It is not long before casual touches, hesitant fleeting smiles and flirting looks become bike rides along deserted tracks, swims in idyllic waterholes and lying in sun-drenched fields eating fruit, with the lingering camera drawing obvious parallels with the classical sculptures. The alluring tale runs for two hours and it is difficult not to be enveloped by the heady romance in each scene. It is only afterwards when the dreamlike euphoria subsides that questions arise about the casualties in the Garden of Eden and also the casualties of not having one’s identity on display.

The Florida Project (★★★★★), directed by Sean Baker is one of those films that attacks the viewer. Precocious six-year old Moonee (Brooklynn Prince) who lives with her mother Halley (Bria Vinaite who Baker discovered through Instagram) in a run-down budget, purple painted Florida motel ironically called Magic Castle. Filmed on existing locations with largely untrained actors, there is a documentary feel as the camera follows Moonee and her friends getting up to mischief, oblivious of the struggles that their parents face. The kids beg for money to buy ice-cream, explore abandoned discount stores and a housing complex that was never completed and test limits while compassionate caretaker Bobby (Willem Defoe) tries to protect the unsupervised children.

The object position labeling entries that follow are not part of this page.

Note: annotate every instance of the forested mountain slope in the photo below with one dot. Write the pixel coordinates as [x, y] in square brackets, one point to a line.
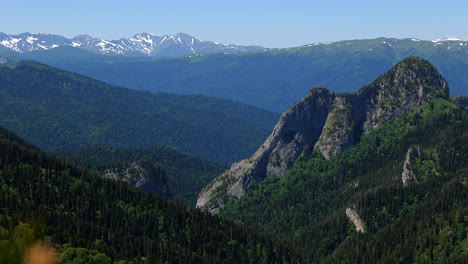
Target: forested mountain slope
[272, 78]
[399, 195]
[94, 220]
[55, 109]
[327, 123]
[185, 175]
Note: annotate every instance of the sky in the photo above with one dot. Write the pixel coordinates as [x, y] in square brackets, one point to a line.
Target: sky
[272, 24]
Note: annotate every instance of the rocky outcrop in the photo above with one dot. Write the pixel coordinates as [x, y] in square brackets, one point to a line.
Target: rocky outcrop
[461, 100]
[354, 217]
[408, 175]
[140, 174]
[328, 123]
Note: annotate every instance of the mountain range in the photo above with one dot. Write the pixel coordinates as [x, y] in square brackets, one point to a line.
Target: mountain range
[327, 123]
[272, 79]
[142, 44]
[379, 175]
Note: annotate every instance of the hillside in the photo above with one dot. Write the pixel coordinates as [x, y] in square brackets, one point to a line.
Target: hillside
[274, 78]
[327, 123]
[185, 175]
[142, 44]
[399, 194]
[88, 219]
[55, 109]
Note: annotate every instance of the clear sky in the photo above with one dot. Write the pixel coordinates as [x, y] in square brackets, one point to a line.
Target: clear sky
[268, 23]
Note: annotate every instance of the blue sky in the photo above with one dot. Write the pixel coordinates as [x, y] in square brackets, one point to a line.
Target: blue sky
[267, 23]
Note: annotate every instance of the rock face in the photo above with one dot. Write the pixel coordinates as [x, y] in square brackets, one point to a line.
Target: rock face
[328, 123]
[408, 175]
[140, 174]
[354, 217]
[461, 100]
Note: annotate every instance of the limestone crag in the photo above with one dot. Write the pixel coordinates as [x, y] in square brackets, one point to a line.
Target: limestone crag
[140, 174]
[326, 122]
[461, 100]
[354, 217]
[408, 175]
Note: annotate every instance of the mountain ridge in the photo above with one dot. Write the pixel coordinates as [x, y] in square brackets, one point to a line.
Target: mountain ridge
[328, 123]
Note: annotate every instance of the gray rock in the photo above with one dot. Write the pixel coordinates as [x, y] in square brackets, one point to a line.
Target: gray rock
[354, 217]
[408, 175]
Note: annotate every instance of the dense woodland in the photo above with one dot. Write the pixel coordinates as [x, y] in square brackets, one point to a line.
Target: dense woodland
[91, 218]
[185, 175]
[60, 199]
[55, 109]
[426, 222]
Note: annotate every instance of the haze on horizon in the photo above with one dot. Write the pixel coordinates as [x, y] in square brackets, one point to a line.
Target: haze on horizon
[273, 24]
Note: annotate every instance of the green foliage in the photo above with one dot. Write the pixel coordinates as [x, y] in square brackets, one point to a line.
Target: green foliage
[102, 219]
[272, 79]
[186, 175]
[415, 223]
[55, 109]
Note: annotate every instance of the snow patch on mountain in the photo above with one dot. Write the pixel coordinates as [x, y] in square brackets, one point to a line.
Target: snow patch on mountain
[140, 44]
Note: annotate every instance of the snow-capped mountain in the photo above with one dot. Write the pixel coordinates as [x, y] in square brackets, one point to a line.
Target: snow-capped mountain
[140, 44]
[448, 38]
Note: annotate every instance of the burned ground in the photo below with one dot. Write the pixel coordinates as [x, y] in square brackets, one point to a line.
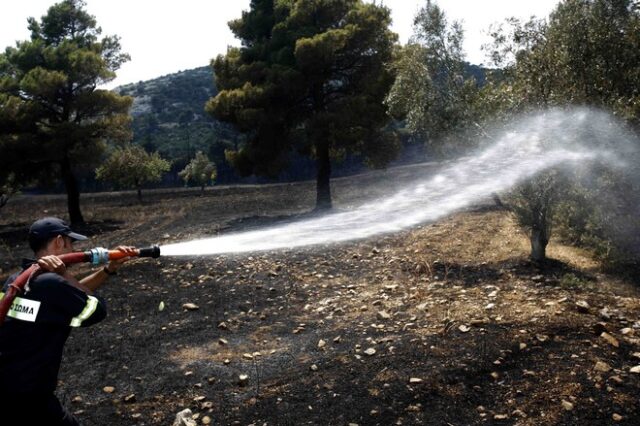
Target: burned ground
[444, 324]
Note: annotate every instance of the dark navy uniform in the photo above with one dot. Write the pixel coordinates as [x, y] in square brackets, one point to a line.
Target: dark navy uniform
[31, 344]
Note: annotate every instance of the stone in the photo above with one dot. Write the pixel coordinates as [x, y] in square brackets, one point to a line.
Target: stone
[190, 306]
[566, 405]
[383, 315]
[582, 306]
[610, 339]
[243, 379]
[184, 418]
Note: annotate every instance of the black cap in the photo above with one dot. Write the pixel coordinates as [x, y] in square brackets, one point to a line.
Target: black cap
[50, 227]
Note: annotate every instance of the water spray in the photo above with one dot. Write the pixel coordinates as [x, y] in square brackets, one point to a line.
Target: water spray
[95, 256]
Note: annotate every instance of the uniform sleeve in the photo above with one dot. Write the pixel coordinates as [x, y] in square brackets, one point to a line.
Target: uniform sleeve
[64, 303]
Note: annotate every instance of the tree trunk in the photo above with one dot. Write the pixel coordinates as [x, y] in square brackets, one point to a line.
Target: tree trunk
[539, 241]
[323, 180]
[73, 193]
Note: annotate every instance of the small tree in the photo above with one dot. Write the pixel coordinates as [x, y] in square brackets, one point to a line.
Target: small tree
[199, 170]
[533, 204]
[431, 92]
[132, 167]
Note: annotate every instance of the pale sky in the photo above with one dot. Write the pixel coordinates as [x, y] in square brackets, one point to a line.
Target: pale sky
[166, 36]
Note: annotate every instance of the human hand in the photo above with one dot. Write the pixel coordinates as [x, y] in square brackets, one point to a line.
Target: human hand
[52, 264]
[129, 251]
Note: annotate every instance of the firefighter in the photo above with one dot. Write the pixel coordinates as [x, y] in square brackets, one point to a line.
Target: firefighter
[39, 322]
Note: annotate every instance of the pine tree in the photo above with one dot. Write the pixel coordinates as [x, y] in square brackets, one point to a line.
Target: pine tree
[311, 76]
[53, 117]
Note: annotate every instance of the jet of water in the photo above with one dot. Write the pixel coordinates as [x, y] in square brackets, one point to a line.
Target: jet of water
[533, 144]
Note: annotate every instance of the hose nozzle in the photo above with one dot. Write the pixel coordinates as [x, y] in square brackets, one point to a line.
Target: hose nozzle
[152, 251]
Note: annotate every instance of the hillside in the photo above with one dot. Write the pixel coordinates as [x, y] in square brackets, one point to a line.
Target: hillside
[169, 117]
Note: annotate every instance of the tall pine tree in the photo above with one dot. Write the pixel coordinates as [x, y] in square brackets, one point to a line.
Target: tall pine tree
[311, 76]
[53, 117]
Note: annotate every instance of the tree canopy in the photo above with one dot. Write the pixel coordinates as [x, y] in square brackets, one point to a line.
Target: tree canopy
[586, 53]
[311, 76]
[53, 116]
[432, 92]
[132, 167]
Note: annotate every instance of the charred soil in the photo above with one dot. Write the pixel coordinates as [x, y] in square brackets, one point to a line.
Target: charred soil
[446, 324]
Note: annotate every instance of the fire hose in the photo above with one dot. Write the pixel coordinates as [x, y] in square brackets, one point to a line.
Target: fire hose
[96, 256]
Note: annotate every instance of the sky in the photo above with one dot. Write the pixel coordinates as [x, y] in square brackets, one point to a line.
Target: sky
[167, 36]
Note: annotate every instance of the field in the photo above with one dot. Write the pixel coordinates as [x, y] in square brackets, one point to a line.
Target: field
[445, 324]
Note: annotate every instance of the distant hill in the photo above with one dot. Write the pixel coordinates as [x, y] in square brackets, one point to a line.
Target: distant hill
[169, 117]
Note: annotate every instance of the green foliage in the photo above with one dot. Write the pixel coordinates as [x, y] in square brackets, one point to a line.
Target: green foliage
[586, 53]
[169, 117]
[533, 204]
[311, 76]
[52, 117]
[8, 187]
[200, 170]
[132, 167]
[433, 91]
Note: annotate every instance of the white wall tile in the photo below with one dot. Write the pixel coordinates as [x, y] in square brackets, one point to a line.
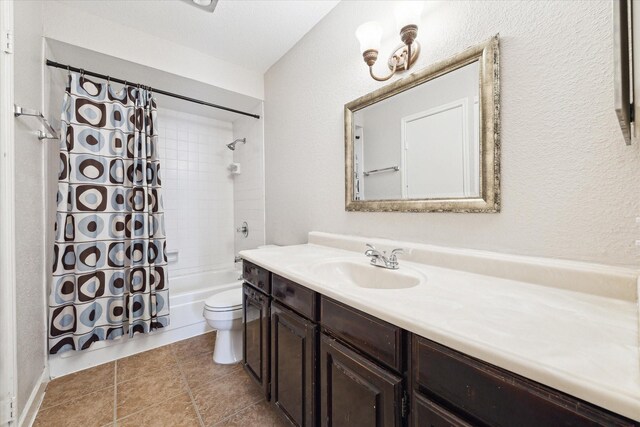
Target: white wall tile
[198, 193]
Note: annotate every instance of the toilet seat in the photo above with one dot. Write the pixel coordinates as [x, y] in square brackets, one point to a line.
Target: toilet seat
[227, 304]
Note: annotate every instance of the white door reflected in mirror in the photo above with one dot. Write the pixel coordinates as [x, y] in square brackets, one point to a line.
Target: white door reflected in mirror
[422, 143]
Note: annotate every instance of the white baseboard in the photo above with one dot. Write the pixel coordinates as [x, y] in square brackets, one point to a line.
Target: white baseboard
[30, 411]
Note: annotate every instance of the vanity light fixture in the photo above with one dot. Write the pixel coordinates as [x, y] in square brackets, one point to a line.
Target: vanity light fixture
[404, 56]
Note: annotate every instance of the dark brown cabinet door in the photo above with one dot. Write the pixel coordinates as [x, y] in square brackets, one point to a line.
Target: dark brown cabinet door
[293, 365]
[256, 336]
[355, 392]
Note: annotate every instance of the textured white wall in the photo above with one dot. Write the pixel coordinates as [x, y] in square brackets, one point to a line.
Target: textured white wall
[570, 185]
[248, 187]
[72, 25]
[30, 202]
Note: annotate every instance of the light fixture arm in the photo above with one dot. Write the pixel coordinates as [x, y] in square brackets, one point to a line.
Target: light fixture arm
[402, 58]
[393, 70]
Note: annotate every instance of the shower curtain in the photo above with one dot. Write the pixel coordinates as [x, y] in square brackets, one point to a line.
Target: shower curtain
[110, 269]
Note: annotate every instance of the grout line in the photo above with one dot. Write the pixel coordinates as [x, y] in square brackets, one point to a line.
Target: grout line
[193, 400]
[240, 410]
[115, 393]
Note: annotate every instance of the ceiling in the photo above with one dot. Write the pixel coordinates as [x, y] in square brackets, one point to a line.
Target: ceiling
[251, 33]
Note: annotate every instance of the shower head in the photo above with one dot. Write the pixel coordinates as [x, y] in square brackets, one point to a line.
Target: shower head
[232, 146]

As Moonee’s single tattoo-covered mother hustles tourists to pay the rent I kept thinking that something bad was going to happen. Then it dawned on me that it already had and the unfolding lives of the people in the motel next door to Disney World show the desperation of trying to survive from day to day in an abandoned part of the society. It challenges the audience to take a closer look at the dead Disney dreams.

When Norwegian scientists discover how to shrink humans to the size if insects, it is hailed as the solution to overpopulation and drain on resources and futuristic Lilliputs spring up all over the world. In Downsizing (★★★★), directed by Alexander Payne, Omaha couple Paul (Matt Damon) and Audrey Safranek (Kristen Wiig) decide to join Leisureland “a self-sustaining community of the small” to escape the pressure of continual debt. This thoroughly original concept is hilarious as people are prepared for the downsizing and the laughs continue when discoveries are made in the miniature lives.

It is only when Paul spends time with his hedonistic Balkan neighbour Dusan (Christoph Waltz) that the audience begins to see the contradictions but this also introduces the chance for more humour. Paul’s idyllic life is further challenged by Dusan’s cleaner – Vietnamese political activist Ngoc Lan (Hong Chau) who was downsized as punishment. Both Waltz and Chau steal all the limelight from the conservative American as he becomes the brunt of their humour and I love it when discoveries are made about the wall surrounding the community. This tale about small people embodies some huge social issues.